AI isn’t working for corporations. It is working for humans who can see ways to employ it. Picking up a pile of random tools and making something that pays the bills for a couple years is pretty much all I’ve ever done. If I can survive long enough to get to a specialist appointment in early December, I should be done with the last linger symptoms of that long term health problem. I’m very much hoping the world doesn’t burn to ash, because it really looks like 2026 is gonna be my year.
If you’re looking at this and scratching your head, here are some suggestions.
ChatGPT Plus is $20/month and it’s great for overall research, it has Projects so you can keep your stuff sorted, it remembers conversations, and it’ll write little programs for you if you need to curate some data. There is no MCP integration at this level, I think that starts with the $200/month Pro service.
Claude Pro is $20/month and it’ll work with both Claude Desktop and Claude Code. If you’re any sort of a developer, this is what you want to have. Both of those tools support MCP integration, it’s got Projects, but it does not do a good job of remembering past conversations.
I’ve played with Copilot, Gemini, Lumo, and Perplexity. None of them inspire me to spend money, except Lumo, which I have because it’s part of ProtonMail.

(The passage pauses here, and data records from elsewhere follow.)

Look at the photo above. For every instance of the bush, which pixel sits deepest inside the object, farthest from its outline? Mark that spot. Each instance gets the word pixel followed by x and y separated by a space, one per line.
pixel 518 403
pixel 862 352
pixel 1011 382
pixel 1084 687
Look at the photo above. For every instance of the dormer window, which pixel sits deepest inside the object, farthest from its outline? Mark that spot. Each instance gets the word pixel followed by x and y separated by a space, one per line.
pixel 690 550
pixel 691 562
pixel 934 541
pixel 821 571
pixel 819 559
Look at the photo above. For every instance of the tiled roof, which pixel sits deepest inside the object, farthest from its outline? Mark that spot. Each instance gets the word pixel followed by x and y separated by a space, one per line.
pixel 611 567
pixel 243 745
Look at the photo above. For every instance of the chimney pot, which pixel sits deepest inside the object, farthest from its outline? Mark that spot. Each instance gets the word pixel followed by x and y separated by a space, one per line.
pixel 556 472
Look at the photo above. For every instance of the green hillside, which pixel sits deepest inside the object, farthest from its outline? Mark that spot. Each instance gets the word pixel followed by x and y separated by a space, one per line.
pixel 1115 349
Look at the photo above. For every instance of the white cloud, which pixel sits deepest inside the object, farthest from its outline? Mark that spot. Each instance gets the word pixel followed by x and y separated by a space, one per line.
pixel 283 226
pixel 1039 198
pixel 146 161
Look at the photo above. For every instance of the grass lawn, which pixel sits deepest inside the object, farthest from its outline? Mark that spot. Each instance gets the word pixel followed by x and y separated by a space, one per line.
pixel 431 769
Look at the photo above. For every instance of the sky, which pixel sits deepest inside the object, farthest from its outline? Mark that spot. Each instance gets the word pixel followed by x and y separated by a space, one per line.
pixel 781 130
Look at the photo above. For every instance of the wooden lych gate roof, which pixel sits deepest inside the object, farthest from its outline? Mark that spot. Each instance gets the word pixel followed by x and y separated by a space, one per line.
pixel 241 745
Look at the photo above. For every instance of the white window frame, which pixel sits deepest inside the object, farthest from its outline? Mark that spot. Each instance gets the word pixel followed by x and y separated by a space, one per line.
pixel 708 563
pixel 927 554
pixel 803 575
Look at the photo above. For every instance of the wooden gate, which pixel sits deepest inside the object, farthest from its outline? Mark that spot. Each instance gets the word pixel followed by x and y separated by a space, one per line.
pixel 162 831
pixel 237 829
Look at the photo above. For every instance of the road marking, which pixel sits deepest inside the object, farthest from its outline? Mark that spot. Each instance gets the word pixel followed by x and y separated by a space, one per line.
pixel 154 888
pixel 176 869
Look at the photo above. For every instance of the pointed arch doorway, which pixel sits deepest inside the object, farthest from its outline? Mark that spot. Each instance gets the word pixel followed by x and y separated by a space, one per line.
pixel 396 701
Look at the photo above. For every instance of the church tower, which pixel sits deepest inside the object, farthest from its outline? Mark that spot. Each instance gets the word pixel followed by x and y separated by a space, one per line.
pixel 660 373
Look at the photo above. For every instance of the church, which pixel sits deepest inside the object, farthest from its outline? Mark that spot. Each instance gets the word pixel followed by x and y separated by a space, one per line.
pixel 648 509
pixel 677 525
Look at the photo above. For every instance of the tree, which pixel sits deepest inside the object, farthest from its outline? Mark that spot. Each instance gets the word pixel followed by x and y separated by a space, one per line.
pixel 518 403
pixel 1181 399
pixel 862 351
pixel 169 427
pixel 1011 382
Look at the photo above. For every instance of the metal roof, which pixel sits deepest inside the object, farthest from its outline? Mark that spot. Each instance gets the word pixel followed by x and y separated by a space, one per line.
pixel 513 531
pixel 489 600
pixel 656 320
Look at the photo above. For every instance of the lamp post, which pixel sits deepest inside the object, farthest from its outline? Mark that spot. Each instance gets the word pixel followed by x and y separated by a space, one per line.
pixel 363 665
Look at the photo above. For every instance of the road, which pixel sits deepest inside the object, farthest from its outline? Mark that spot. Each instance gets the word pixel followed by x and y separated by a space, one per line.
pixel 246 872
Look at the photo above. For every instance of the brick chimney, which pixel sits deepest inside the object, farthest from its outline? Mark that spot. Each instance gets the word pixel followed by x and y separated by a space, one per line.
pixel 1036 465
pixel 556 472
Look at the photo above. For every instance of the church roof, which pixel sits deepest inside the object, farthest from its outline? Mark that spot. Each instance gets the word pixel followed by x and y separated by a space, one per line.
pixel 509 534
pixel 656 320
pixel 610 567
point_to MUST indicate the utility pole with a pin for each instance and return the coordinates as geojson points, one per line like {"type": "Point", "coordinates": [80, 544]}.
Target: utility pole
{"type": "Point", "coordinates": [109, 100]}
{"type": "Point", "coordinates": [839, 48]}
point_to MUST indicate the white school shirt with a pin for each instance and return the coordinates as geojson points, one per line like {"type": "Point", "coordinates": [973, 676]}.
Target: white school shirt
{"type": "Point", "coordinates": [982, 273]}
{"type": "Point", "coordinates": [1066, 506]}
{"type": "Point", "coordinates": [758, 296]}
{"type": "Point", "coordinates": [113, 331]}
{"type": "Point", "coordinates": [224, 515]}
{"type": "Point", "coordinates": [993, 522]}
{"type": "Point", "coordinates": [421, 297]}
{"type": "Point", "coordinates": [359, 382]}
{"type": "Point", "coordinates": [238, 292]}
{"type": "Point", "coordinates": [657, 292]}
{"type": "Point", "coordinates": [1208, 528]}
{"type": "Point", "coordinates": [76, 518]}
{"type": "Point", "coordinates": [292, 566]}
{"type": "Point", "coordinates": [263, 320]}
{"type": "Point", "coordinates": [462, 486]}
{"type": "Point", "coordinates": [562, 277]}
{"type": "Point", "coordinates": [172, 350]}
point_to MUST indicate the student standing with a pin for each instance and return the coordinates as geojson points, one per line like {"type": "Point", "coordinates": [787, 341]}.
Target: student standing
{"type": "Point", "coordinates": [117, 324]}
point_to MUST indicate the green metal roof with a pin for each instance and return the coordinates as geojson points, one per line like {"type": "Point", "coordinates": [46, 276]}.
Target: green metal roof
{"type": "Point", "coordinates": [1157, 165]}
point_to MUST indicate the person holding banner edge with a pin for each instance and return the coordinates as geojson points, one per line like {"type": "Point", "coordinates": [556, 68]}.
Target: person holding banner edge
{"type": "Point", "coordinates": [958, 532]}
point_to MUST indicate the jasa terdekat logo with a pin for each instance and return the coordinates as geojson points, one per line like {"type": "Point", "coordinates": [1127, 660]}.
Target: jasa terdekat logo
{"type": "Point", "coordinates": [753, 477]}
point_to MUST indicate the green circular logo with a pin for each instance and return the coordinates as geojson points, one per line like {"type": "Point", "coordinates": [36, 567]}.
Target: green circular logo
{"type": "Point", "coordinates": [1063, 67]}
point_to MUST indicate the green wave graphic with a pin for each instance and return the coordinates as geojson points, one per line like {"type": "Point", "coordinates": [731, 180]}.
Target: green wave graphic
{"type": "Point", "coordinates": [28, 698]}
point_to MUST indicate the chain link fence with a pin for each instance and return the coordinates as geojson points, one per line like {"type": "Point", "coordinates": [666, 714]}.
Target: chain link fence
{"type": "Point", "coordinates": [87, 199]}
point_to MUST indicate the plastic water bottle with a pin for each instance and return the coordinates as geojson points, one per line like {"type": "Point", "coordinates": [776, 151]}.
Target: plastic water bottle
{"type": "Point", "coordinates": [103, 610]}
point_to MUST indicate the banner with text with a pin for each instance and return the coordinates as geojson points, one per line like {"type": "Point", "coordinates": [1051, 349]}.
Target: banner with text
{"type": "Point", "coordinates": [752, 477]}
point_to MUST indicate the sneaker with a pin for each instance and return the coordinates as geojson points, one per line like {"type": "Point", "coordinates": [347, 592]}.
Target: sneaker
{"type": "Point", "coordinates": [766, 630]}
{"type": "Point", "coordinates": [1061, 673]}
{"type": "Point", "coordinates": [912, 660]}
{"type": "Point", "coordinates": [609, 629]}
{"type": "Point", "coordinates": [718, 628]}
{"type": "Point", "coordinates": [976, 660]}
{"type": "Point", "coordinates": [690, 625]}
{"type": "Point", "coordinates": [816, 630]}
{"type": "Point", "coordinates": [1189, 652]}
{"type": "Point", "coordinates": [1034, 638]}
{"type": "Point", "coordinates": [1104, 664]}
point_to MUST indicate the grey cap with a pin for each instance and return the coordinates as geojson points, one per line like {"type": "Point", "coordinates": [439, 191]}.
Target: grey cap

As a rule I’d say if you are not at least doing the $20/month ChatGPT, and feeling like you’re getting some serious value from it, you are behind the curve. This does not have to be an Apollo mission launch, you can Oregon Trail it just fine. You get up in the morning, put one foot in front of the other, and you’re twenty miles closer to your goal come sundown.
No matter how far down you are, that spending is a dividing line. Do whatever you must to come up with that first $20. I let my cell phone service die last month, partly for safety’s sake, but also because I get a lot more out of ChatGPT/Claude than I do a tiny tattle tale computer in my pocket.